Nottingham is not only on track to be the UK's first neutral city in 2028, but the second city in Europe to achieve the status, said the city council's carbon reduction chief.

The city has seen CO2 levels more than halve in the past 15 years partly thanks to policies aimed at reducing car use and investing in public transport, says Wayne Bexton, the council’s director of carbon reduction, energy and sustainability.

"We've seen a 53 per cent reduction in CO2 emissions since 2005," said Bexton. "We use data from the Department for Business, Energy and Industrial Strategy, and the latest figures are from 2019. It’s likely to have reduced more since then."

One of the big drivers of the fall in emissions is the workplace parking levy on businesses, which was used to fund an expansion of the city’s tram system.

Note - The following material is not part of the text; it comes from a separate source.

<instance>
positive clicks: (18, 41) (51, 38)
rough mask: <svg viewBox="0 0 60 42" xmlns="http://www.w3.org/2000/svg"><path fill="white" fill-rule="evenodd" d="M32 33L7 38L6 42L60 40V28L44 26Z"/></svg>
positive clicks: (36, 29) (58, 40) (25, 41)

"The council only makes up two per cent of total CO2 emissions in the city," said Bexton. "One of our big focuses is trying to get businesses and other organisations to commit to what we want to achieve, and that’s happening by and large."

Danish capital Copenhagen is in line to beat Nottingham to the accolade of being Europe’s first carbon neutral city by three years.

Bexton is one of the speakers at Insider's Nottingham: Creating a Sustainable City forum, which takes place from 10am on Tuesday 14th September. The hour-long online discussion will also look at the redevelopment of the former Broadmarsh shopping centre into a landmark green destination.

Other speakers are Mark Chivers, director of the enterprise zone at Walgreens Boots Alliance; Lorraine Baggs, head of inward investment at Invest in Nottingham; Greg Nugent, chair of The Nottingham Project; Chris Ware, property director at Conygar, developer of the £650m Island Quarter project, and Deborah Gordon Brown, partner at law firm Shoosmiths.